# Decision Tree

### What is Decision Tree and why do we need one?

Decision tree is a non-parametric supervised machine learning algorithm which is used mostly for classification and regression problems.If the relationship between dependent and independent variable is well approximated by a linear model, linear regression will outperform tree-based model but if there is high non-linearity and complex relationship between dependent and independent variables, a tree-based model will outperform a classical regression method. If we need to build a model which is easy to explain to people, a decision tree model will always do better than a linear model. Decision tree models are even simpler to interpret than linear regression.

### Types of Decision Tree

There are two types of decision trees that are based on the *target variable*, i.e., categorical variable decision tree and continuous variable decision tree.

+ **Categorical Variable Decision Tree**: A categorical variable decision tree includes categorical target variables that are divided into two categories. For example, the categories can be ‘Yes’ or ‘No’. The categories mean that every stage of the decision process falls into one of the categories and there are no in-betweens.

+ **Continuous Variable Decision Tree**: A continuous variable decision tree is a decision tree with a continuous target variable.

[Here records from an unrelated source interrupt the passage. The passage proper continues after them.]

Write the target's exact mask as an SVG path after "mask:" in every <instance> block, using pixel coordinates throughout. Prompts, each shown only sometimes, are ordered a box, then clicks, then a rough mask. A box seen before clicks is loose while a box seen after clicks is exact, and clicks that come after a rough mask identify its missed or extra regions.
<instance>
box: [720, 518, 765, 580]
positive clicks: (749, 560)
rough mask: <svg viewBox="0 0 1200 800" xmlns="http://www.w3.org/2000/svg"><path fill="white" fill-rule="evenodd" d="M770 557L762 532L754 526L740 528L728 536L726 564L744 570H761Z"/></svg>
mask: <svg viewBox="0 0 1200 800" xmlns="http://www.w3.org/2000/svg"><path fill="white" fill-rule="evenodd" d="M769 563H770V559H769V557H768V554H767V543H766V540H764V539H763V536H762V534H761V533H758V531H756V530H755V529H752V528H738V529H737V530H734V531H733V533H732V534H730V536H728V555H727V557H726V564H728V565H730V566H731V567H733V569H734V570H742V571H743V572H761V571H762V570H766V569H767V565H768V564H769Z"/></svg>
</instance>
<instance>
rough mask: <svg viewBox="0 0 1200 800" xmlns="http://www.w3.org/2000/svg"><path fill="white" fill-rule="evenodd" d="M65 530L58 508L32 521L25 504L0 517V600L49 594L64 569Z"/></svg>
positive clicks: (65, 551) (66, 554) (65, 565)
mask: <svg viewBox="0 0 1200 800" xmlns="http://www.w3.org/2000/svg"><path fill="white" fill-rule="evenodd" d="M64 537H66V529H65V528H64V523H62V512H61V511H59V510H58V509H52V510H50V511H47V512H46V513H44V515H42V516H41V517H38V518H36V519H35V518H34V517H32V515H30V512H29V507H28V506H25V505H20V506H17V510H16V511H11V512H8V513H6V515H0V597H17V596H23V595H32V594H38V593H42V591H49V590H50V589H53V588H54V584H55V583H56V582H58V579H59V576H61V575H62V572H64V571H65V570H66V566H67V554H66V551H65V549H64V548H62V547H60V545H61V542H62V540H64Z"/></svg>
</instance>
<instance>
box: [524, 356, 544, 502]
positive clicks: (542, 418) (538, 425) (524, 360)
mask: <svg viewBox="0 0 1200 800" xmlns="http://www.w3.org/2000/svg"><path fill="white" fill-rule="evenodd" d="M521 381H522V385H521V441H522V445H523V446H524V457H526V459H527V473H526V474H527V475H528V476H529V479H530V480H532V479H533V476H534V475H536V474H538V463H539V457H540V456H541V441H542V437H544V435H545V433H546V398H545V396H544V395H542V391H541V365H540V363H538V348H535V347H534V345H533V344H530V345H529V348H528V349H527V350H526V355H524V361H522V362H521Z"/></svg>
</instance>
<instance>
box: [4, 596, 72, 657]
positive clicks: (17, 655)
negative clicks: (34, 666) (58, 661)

For example, the income of an individual whose income is unknown can be predicted based on the available information such as their occupation, age and other continuous variables.


### Important terminology related to Decision Tree

- ***Root Node***: It represents the entire population or sample and this further gets into two or more homogeneous sets.
- ***Splitting***: It is a process of dividing a node into two or more sub nodes.
- ***Decision Node***: When a sub-node splits into further sub nodes, then it is called the decision tree.
- ***Leaf/Terminal Node***: Nodes do not split is called leaf or terminal node.
- ***Pruning***: When we remove sub-nodes of a decision node, this process is called pruning.
- ***Branch/Sub-Tree***: A subsection of the entire tree is called branch/sub tree.
- ***Parent and Child Node***: A node, which is divided into sub nodes is called a parent node of sub nodes whereas sub nodes are the child of a parent node.

### How to handle a decision tree for numerical and categorical data?

Decision tree can handle both numerical and categorical variables at the same time as features. There is not any problem in doing that. Every split in a decision tree is based on a feature.

+ If the feature is categorical, the split is done with the elements belonging to a particular class.
+ If the feature is continuous, the split is done with the elements higher than a threshold.

At every split, the decision tree will take the best variable at that moment. This will be done according to an impurity measure with the split branches. And the fact that, the variable used to do split is categorical or continuous is irrelevant.

*At last, the good approach is to always convert the categorical to continuous One-hot Encoding.*


### Choosing the set of split points to test

The set of split points considered for any variable depends upon whether the variable is numeric or categorical.

+ **When a predictor is numeric** and if all values are unique then there are *n – 1* split points for *n* data points. Because this may be a large number, it is common to consider only split points at certain percentiles of the distribution of values. For example, we may consider every tenth percentile (that is, 10%, 20%, 30%, etc).

    Example: If the predictor variable column is [20, 25, 30, 35, 50, 55, 70, 90]. We have 8 data points. Then for split points, average between each set of data point is considered which will give us 7 values [22.5, 27.5, 32.5, 42.5, 52.5, 62.5, 80.0]. Then we calculate Information gain (IG) considering each split point and choose the one which gives max IG.
    

+ **When a predictor is categorical** we can decide to split it to create either one child node per class (*multiway splits*) or only two child nodes (*binary split*). It is usual to make only binary splits because multiway splits break the data into small subsets too quickly. This causes a bias towards splitting predictors with many classes since they are more likely to produce relatively pure child nodes, which results in overfitting.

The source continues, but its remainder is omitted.